Whoa. Then the huge one bowled me over, the very essence of ABC-TV's two-faced approach. I should have picked up on the contrast from the start. Okay, so ABC did two hours on exclusively one side of a very unsettled issue. Yet, think back to that "UFO special" hosted by the late Peter Jennings, the one where debunkers were consulted as the "other side" to explain away every facet of information served up by UFO proponents. Then recall the more recent rehash of Jennings' report band-aided together by ABC news anchor David Muir. Again, the debunkers cloaked as skeptics ran amuck and had their way with the program. After all, ABC wanted to be fair and include a balance to the UFO issue. Where was that balance during this week's green program?
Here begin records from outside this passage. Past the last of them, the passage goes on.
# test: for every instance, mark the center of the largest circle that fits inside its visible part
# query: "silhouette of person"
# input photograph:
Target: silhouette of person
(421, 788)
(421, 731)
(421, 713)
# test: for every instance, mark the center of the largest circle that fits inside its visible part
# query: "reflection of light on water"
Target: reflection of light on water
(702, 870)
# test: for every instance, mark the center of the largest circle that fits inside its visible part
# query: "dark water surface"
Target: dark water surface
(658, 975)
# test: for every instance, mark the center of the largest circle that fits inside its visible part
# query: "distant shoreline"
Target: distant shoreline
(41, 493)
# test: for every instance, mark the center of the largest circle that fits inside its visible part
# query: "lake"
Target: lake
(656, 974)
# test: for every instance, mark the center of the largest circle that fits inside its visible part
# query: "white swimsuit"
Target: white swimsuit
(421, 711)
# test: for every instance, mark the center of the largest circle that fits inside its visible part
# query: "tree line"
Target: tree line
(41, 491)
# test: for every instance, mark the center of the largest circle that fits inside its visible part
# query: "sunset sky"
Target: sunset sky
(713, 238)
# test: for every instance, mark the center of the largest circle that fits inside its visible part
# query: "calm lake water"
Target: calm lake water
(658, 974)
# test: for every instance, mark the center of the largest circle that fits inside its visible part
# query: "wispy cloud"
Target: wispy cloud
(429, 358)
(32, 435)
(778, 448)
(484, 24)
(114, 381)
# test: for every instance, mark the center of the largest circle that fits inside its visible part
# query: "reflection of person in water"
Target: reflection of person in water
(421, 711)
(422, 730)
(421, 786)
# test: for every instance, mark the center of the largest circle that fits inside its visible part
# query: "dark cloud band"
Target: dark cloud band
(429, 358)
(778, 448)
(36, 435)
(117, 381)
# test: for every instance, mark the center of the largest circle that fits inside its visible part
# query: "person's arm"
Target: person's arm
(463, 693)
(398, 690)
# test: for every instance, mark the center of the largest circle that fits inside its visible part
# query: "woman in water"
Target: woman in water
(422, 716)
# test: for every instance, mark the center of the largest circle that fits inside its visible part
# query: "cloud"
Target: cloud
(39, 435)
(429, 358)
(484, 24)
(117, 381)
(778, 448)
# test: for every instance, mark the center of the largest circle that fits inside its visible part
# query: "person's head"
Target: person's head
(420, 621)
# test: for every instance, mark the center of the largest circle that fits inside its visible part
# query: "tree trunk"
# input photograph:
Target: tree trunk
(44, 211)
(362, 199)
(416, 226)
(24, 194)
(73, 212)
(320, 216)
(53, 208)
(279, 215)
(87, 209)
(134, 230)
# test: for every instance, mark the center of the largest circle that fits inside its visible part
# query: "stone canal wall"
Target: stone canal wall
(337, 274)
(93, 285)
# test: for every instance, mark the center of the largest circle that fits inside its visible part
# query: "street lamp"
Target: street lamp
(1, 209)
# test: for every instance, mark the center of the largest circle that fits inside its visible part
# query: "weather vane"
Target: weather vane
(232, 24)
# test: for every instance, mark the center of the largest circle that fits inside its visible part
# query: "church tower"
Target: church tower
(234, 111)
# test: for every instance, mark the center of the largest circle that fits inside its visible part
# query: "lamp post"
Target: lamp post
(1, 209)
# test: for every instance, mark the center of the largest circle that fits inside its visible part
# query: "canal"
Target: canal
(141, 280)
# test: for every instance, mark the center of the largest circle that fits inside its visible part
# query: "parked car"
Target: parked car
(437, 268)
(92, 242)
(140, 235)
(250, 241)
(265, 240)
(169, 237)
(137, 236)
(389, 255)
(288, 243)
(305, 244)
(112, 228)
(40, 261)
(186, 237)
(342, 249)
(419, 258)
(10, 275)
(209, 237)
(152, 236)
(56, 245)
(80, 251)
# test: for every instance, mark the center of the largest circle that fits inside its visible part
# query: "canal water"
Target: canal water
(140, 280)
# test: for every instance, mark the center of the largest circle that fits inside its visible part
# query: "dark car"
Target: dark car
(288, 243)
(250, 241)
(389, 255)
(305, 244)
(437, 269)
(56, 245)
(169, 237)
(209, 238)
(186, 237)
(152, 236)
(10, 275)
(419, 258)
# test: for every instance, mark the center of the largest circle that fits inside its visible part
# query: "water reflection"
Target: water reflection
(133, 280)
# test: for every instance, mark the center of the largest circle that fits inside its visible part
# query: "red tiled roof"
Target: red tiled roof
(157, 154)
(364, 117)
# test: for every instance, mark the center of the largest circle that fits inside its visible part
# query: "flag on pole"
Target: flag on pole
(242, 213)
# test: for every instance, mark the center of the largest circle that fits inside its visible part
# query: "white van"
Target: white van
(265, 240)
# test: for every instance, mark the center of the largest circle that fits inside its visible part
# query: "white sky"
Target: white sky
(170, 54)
Foul! Time and again, UFO "special" after special , the debunkers are enlisted to kiss away those nasty UFO facts to make the subject appear consistently absurd -- yet, when the ethereal bits and pieces vaguely comprising "global warming" drop upon some producer's desk, a televised one-sided spectacle is whipped up, allowing absolutely no opportunity for the opposing side to participate. Thus, ABC-TV (and it is, by no means, alone in this outrage) clearly wears two faces, and one of them seems destined primarily to treat the UFO subject with ridicule and denial by, indeed, allowing two sides of the issue -- but one side (debunkers) is persistently destined to win out by way of blatantly ridiculous assertions.

Anyway, during its bleak glance to the future, there is one thing that ABC neglected to show -- the increasing frivolity, stupidity and irrelevance of commercial television programming as the years go by. If we make it to 2100, I suspect that programs such as "The View" will be little more than freak shows hosted by puppets. Some things never change.